Filia kasy oszczędnościowej znajdowała się tylko parę minut drogi od domu. Moja matka pewnym krokiem podeszła do jednego z doradców bankowych. Położyła na ladzie wielką pustą torbę.
– Dzień dobry, czy mogę prosić o stan mojego konta? Sala Nohl – powiedziała statecznym, niemal uroczystym tonem. Po śmierci mojego ojca wróciła do panieńskiego nazwiska.
– Bardzo chętnie, łaskawa pani.
Urzędnik uprzejmie skinął głową. Matka uśmiechnęła się do mnie porozumiewawczo. Przez krótką chwilę poczułem się niepewnie. Właściwie to nie może być prawda. A może jednak?

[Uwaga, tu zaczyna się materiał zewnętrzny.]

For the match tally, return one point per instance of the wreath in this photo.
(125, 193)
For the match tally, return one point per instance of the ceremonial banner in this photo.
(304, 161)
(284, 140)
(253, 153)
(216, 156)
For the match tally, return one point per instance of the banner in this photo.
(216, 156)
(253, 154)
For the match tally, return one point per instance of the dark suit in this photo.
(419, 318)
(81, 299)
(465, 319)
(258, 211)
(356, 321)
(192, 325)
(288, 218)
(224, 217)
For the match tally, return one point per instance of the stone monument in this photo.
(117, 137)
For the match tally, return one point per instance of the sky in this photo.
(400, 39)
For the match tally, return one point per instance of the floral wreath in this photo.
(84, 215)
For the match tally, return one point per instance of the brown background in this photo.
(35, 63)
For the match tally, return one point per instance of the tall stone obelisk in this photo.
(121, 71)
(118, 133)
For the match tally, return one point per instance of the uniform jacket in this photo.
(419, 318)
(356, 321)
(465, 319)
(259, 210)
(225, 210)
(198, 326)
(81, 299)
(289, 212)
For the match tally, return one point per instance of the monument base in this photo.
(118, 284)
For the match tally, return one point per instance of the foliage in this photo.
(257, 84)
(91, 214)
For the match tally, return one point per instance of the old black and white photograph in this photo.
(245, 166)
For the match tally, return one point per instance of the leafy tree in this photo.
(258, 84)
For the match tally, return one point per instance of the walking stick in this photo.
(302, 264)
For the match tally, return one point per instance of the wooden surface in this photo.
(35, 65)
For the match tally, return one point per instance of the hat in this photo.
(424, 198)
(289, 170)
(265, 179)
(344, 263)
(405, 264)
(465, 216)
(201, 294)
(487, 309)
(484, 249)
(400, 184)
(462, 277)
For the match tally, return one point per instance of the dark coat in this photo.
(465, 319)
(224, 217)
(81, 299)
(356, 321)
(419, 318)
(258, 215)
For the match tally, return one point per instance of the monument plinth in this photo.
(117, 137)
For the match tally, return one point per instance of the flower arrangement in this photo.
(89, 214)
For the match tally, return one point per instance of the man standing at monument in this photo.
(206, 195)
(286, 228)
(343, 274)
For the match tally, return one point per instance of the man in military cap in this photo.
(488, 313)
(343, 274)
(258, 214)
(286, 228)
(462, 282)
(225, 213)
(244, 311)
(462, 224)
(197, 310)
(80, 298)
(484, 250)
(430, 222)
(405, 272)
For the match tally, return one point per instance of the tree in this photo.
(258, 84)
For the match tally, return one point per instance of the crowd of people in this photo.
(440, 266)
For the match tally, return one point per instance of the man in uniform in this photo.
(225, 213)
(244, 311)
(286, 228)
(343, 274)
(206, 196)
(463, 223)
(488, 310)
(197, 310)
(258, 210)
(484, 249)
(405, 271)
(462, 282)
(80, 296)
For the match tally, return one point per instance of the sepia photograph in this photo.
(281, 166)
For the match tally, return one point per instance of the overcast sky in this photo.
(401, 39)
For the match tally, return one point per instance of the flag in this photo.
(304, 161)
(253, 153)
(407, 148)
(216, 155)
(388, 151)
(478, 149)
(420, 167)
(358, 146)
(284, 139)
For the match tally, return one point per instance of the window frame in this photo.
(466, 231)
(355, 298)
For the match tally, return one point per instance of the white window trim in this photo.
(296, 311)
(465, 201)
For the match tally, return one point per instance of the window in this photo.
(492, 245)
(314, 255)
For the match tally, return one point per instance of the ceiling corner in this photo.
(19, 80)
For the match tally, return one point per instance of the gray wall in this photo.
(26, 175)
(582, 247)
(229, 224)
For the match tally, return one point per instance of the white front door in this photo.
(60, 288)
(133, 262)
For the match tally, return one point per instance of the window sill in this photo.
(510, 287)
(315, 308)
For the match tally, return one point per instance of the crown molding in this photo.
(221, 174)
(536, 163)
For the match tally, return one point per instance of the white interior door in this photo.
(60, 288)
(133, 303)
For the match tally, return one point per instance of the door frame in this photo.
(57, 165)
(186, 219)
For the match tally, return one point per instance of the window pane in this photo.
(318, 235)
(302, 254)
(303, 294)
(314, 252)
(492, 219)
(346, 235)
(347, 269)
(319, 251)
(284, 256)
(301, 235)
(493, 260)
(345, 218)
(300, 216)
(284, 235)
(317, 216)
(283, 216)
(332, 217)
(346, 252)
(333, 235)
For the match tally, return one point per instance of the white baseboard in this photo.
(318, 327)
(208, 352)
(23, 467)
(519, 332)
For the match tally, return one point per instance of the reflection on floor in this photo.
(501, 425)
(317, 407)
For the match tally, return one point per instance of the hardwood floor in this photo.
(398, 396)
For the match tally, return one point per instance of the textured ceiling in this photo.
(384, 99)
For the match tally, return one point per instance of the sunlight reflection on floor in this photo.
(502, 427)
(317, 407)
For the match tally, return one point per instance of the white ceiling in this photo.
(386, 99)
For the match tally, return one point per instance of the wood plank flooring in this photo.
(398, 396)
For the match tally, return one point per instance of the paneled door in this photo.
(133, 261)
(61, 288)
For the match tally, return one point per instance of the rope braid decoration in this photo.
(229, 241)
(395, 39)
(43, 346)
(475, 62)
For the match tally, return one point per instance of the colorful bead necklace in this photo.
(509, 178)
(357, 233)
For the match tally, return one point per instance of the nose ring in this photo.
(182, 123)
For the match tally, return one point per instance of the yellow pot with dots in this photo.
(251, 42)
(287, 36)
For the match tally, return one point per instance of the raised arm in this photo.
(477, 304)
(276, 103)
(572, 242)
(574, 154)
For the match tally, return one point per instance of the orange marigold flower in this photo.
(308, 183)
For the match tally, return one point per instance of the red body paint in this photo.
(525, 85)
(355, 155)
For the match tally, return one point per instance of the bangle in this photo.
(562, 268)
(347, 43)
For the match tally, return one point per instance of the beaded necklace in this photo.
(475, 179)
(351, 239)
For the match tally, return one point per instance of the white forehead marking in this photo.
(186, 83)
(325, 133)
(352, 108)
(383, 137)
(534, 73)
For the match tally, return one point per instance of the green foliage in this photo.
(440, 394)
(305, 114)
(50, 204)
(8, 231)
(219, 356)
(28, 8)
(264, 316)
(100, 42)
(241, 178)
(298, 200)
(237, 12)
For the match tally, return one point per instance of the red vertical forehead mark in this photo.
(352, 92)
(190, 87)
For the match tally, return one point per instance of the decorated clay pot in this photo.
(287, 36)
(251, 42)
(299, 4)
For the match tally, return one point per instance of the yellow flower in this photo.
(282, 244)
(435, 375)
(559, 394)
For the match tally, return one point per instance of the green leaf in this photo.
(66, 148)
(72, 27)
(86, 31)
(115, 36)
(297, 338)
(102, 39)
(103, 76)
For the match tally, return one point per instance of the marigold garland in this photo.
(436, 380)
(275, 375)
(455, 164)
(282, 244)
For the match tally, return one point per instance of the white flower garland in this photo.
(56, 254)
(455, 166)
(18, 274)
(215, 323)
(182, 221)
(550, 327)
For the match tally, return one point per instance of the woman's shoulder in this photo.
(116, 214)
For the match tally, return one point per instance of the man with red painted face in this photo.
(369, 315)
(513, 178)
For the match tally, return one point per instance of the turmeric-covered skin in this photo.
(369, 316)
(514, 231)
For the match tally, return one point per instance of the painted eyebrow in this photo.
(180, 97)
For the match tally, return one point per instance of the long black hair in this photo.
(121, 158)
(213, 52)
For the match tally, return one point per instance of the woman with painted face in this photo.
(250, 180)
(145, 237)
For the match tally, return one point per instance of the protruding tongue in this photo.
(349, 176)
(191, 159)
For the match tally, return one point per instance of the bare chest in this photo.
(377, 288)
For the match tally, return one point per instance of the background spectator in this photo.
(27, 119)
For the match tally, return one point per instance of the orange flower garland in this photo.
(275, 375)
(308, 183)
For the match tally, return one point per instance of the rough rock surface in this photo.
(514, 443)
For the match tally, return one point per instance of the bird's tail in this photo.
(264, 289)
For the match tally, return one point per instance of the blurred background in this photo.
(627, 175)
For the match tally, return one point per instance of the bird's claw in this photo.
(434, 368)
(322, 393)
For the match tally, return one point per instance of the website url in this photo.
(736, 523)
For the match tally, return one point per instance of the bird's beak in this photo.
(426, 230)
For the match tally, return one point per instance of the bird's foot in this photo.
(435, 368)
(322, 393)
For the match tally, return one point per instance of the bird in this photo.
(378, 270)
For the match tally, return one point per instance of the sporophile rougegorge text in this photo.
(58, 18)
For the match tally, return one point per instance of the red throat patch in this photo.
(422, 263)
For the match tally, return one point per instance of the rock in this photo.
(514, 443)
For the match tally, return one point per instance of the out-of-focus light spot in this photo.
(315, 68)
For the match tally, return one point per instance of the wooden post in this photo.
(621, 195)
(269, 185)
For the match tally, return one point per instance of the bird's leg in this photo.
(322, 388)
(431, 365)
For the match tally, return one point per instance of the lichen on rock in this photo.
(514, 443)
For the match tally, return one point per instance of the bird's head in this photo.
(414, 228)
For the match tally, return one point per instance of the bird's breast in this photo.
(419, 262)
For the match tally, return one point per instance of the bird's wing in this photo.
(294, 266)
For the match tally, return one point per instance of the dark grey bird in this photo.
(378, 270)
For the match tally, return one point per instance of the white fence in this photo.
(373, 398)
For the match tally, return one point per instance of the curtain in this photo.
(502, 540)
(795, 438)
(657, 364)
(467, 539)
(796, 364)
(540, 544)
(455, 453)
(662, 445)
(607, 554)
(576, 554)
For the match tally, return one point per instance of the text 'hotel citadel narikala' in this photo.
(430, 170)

– 3766 euro i 88 centów, łaskawa pani.
Podniosła wzrok.
– Nie, drugie konto.
Doradca jakby nie zrozumiał. Zwróciła się w moją stronę i z westchnieniem potrząsnęła głową, jakby przepraszała za nieudolność pracownika, który musi się jeszcze trochę douczyć, lecz ona wielkodusznie pominie to tym razem milczeniem.
– Łaskawa pani, bardzo mi przykro, ale ma pani u nas tylko to jedno konto.
– Ach tak, tylko to jedno, tak?
Kiwała niepewnie głową, coraz bardziej blednąc na twarzy. – Dobrze, wobec tego przyjdę jutro, jak będzie pański szef.
Biedak spojrzał na mnie z pytaniem w oczach.
– Bardzo proszę, łaskawa pani.
Ostrożnie wyprowadziłem ją na zewnątrz.
Na ulicy zatrzymała się po kilku krokach. Popatrzyła na mnie z przestrachem.
– Przecież to wszystko nie mogło mi się przyśnić.
Rozmawiałem z lekarzami, jak najdokładniej opisywałem swoje spostrzeżenia, także najwcześniejsze oznaki rozpoczynającego się rozpadu osobowości, i dowiedziałem się czegoś, co wiedziałem już od początku. Nie pozostało mi nic innego, jak tylko towarzyszyć jej w tej nieuchronnej drodze, nim wejdzie do tunelu, którym krok po kroku będzie odchodziła w ciemność bez wspomnień. Psychiatra radził mi odwiedzać matkę jak najczęściej. Regularne rozmowy, kontakty towarzyskie mogłyby złagodzić przebieg choroby. Niełatwo mi te odwiedziny przychodziły. Potrzebowałem trochę czasu, by wniknąć myślami w jej świat. Uporządkować w sobie te obrazy udawało mi się zwykle dopiero później, gdy znowu byłem sam na sam z sobą i brzmieniem jej głosu.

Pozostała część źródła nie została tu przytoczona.